Meclis’te 1 Şubat 2018’de kabul edilen ve 8 Mart 2018’de yürürlüğe giren kanun değişikliği ile polise sanal ortamda takip etme yetkisi verilmişti. CHP ise TBMM’de kabul edilerek yasalaşan bu kanun maddesini AYM’ye taşıyarak iptalini istemişti.
AYM, CHP’li Engin Altay, Özgür Özel, Engin Koç ve 113 milletvekilinin açtığı iptal davasını 19 Şubat 2020 tarihinde karara bağlamıştı.
AYM polisin sanal ortamda işlenen suçlarda, yetkili Cumhuriyet Başsavcılığının tespiti amacıyla internet abonelerine ait kimlik bilgilerine ulaşmasını, sanal ortamda araştırma yapmasını, erişim, içerik ve yer sağlayıcıların da talep edilen bilgileri kolluğun ilgili birimine bildirmesini düzenleyen kuralı Anayasa’ya aykırı bularak iptal etmişti.
Polise verilen siber-sanal devriye yetkisini iptal edilmesine rağmen Süleyman Soylu’nun İçişleri Bakanlığı’na bağlı birimleri AYM’yi tanımayan işlemler yapmaya devam etmişti.

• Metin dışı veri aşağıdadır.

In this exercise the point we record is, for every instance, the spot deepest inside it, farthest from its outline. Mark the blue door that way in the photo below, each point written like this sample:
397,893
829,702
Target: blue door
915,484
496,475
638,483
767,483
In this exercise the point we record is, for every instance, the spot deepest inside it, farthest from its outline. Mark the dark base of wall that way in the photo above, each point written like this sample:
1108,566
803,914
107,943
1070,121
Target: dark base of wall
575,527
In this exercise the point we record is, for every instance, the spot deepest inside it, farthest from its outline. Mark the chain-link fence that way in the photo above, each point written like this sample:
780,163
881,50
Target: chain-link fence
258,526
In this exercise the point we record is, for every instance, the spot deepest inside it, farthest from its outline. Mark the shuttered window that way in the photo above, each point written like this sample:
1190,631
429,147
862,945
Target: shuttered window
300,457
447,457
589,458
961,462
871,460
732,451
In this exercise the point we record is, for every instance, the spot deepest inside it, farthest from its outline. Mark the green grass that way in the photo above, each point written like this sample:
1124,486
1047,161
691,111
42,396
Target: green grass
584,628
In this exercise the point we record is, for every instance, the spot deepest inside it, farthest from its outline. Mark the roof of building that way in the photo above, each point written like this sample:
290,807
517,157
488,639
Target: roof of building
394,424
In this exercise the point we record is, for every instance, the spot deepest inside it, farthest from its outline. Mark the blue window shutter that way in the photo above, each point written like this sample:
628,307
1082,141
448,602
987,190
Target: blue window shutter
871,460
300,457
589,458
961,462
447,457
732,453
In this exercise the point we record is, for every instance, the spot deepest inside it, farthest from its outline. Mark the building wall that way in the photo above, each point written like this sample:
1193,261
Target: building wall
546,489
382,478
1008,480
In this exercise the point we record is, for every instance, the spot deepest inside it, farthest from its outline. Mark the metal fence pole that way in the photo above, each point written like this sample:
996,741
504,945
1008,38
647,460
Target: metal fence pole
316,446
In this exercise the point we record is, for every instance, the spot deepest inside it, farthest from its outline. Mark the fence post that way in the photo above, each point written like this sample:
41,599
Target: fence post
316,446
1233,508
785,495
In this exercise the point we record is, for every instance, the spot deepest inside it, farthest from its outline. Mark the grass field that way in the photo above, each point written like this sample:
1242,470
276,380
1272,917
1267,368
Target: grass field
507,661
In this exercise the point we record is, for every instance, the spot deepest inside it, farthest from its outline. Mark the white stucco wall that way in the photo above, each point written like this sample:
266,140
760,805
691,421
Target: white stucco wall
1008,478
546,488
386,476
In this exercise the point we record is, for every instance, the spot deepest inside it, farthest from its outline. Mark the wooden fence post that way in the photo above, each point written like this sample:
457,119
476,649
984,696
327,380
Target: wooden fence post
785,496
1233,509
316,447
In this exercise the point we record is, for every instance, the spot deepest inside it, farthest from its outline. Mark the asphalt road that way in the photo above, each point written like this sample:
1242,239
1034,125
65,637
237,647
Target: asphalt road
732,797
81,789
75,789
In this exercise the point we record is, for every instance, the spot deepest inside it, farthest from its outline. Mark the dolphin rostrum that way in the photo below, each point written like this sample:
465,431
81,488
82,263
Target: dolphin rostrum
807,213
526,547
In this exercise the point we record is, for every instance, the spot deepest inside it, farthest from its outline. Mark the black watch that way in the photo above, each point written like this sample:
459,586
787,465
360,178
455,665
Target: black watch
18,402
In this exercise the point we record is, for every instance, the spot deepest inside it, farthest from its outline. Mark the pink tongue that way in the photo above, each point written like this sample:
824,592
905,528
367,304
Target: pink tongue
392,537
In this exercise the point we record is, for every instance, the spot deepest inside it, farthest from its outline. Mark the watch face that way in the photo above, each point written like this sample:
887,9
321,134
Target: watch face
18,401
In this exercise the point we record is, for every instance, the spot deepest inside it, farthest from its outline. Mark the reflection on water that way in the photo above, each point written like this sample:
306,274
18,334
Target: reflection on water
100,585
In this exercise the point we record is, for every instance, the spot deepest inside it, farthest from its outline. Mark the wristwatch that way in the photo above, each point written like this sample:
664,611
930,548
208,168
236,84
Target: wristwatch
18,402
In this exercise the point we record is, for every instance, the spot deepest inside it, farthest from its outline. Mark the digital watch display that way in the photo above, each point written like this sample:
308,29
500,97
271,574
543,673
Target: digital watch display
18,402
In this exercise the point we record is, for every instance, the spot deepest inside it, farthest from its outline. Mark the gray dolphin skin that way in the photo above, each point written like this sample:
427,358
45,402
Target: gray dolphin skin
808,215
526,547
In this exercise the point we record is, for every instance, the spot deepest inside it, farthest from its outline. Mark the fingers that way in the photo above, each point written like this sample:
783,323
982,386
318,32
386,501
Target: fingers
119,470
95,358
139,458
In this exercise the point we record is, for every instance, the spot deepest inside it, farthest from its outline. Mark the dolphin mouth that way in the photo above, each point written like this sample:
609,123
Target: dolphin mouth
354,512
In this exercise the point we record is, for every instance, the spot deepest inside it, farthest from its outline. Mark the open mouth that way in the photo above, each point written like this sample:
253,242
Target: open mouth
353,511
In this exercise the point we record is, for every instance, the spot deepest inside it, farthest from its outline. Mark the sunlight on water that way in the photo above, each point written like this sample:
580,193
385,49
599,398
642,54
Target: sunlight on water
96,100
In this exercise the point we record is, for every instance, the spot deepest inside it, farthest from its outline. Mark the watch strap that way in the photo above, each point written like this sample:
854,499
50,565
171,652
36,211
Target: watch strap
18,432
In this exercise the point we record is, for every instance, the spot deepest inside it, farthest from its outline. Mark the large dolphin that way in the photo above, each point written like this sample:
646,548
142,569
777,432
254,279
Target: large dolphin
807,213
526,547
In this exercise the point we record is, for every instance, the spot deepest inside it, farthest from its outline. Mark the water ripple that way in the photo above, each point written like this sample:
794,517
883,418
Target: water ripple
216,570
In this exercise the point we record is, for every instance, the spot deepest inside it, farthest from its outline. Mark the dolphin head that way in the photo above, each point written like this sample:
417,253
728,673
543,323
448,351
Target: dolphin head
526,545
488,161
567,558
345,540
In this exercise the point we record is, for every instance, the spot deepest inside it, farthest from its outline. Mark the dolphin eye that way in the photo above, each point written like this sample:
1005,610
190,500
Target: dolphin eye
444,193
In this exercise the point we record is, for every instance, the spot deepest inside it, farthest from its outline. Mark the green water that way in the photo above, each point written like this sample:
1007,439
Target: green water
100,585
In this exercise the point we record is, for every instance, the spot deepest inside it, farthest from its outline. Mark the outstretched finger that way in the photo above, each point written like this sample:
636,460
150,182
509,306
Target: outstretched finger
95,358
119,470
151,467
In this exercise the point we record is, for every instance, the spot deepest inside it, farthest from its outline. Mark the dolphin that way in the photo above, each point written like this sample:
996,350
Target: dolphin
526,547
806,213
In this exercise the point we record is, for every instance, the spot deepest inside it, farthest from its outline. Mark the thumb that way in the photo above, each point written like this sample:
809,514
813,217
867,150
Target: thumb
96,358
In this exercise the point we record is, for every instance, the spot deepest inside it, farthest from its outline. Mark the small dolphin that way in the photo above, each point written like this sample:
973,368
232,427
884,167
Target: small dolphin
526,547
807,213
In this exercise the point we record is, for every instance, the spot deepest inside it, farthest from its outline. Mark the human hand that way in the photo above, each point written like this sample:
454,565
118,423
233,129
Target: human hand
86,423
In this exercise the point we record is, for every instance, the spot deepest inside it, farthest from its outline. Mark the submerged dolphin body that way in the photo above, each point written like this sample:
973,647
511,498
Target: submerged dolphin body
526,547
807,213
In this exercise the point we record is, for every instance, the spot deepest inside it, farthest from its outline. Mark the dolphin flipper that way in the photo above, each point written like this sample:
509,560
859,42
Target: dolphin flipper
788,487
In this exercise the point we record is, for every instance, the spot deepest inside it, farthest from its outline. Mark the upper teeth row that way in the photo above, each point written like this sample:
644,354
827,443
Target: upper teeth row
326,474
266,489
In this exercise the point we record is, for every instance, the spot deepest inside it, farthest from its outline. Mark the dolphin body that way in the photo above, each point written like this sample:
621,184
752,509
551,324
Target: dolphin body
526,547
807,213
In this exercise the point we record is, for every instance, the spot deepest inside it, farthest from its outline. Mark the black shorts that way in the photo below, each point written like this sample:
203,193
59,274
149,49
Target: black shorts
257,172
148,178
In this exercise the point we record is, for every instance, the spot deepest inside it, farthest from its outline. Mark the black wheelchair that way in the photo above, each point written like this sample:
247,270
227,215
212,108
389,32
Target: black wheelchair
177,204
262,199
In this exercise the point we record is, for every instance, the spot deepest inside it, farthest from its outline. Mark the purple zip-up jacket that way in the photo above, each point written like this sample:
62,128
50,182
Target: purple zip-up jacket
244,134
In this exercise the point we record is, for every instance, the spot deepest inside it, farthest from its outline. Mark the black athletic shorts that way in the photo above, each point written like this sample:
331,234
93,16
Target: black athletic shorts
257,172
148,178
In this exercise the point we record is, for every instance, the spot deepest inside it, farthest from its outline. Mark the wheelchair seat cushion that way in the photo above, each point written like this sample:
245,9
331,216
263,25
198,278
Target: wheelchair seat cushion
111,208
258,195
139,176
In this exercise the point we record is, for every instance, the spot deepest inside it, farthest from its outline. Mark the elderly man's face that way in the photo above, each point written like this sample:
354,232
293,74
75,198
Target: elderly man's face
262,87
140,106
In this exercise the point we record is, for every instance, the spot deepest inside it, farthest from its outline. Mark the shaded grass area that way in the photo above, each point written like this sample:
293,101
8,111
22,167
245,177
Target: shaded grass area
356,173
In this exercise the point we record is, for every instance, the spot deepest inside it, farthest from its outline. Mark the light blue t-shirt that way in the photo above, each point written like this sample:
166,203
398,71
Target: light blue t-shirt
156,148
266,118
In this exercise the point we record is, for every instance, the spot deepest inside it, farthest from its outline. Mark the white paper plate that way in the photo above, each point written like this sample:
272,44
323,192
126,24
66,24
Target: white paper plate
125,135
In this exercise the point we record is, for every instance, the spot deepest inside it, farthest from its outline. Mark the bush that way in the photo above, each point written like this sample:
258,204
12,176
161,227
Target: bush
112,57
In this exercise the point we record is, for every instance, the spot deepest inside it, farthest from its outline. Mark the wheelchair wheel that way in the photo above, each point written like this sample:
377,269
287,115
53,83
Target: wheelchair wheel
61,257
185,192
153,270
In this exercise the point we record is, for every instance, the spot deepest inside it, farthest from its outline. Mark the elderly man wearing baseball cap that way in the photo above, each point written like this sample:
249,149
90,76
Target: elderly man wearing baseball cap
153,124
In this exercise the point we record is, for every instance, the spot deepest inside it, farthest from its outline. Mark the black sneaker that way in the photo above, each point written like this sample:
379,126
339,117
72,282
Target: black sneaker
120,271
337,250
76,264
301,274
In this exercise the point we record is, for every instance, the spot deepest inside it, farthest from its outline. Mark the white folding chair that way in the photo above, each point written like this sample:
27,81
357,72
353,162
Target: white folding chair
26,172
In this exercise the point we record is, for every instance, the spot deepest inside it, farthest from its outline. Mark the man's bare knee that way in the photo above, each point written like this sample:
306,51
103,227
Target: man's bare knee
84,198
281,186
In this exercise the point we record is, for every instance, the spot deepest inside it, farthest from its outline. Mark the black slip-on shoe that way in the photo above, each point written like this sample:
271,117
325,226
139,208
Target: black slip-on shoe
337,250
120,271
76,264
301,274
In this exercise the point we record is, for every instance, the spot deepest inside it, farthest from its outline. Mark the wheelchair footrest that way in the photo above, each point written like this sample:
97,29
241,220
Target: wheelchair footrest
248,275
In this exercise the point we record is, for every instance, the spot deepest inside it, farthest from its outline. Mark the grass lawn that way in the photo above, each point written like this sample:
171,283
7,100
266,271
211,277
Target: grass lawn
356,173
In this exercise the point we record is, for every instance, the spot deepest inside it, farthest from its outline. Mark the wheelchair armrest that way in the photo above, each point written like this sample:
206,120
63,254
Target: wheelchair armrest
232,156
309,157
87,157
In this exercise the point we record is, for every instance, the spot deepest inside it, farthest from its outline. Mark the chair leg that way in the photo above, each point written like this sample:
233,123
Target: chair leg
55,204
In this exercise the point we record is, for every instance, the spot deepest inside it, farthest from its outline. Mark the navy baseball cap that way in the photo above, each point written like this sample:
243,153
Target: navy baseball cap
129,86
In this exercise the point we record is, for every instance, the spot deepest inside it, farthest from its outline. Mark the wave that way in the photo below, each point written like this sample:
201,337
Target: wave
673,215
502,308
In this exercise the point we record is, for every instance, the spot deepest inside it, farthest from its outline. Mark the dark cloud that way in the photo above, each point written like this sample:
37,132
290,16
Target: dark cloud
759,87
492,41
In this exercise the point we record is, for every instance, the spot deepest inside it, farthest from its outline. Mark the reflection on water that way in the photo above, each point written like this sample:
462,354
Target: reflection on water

Soylu döneminde İçişleri Bakanlığı’na bağlı Emniyet güçleri çok sayıda sanal devriye yapmış ve hukuksuz operasyonlar düzenlemişti.
Soylu’nun ardından göreve gelen sık sık hukuka bağlılık vurgusu yapan Ali Yerlikaya’nın da AYM’yi tanımadığı görüldü.
Ali Yerlikaya dün (16 Ekim) sosyal medya hesabından “Siber devriyelerimiz, sanal dünyada da suçluların peşinde” sözleriyle paylaşım yaptı. Yerlikaya 8 Eylül-12 Ekim 2024 tarihleri arasında “Siber Devriye” ekiplerinin 5 bin 18 sosyal medya hesabındaki paylaşımlarda suç unsuru tespit ettiğini açıkladı.
AYM’nin “anayasaya aykırı” diyerek iptal ettiği “siber-sanal devriye” işlemlerini yapmaya devam edeceklerini belirten Yerlikaya “Siber devriyelerimiz suç önleyici faaliyetlerine 7/24 iz takip ederek devam edecek” dedi.
Konuyu 10Haber’e değerlendiren Ceza Hukukçusu Avukat Kazım Yiğit Akalın AYM kararlarının hiçe sayıldığına dikkat çekti.
Avukat Akalın şunları söyledi:
“Hatırladığınız üzere geçmişte de siber devriye uygulaması gündeme gelmiş ve uygulanmıştı. Ancak kamuoyuna yansıdığı üzere 2020 yılında Anayasa Mahkemesi’nin kararıyla ‘kişisel verilerin korunması kişilerin özel hayatın hakkının ihlal edilmesi’ ve benzeri gerekçelerle bu siber devreye ilişkin olarak hak verilen ve uygulama olanağı sağlayan kanun maddesinin iptaline gidilmiştir. Aslında bu siber devriye ile ilgili konu ilk önce Kanun Hükmünde Kararname ile getirilip daha sonra kanunlaşmış ancak bahsettiğimiz gibi 2020 yılından Anayasa Mahkemesi kararı ile iptal edilmiştir.
Söz konusu kanun maddesinin iptal edilmesine karşın, sanki böyle bir şey olmamış gibi ‘siber devriye açık açık yapılıyor’ şeklinde beyanatlarda bulunulması, ülkemizde birçok defa yaşadığımız gibi Anayasa Mahkemesi kararlarının bir kez daha hiçe sayıldığı anlamına gelmektedir. Maalesef tekrar ülkemiz açısından son derece üzücüdür.”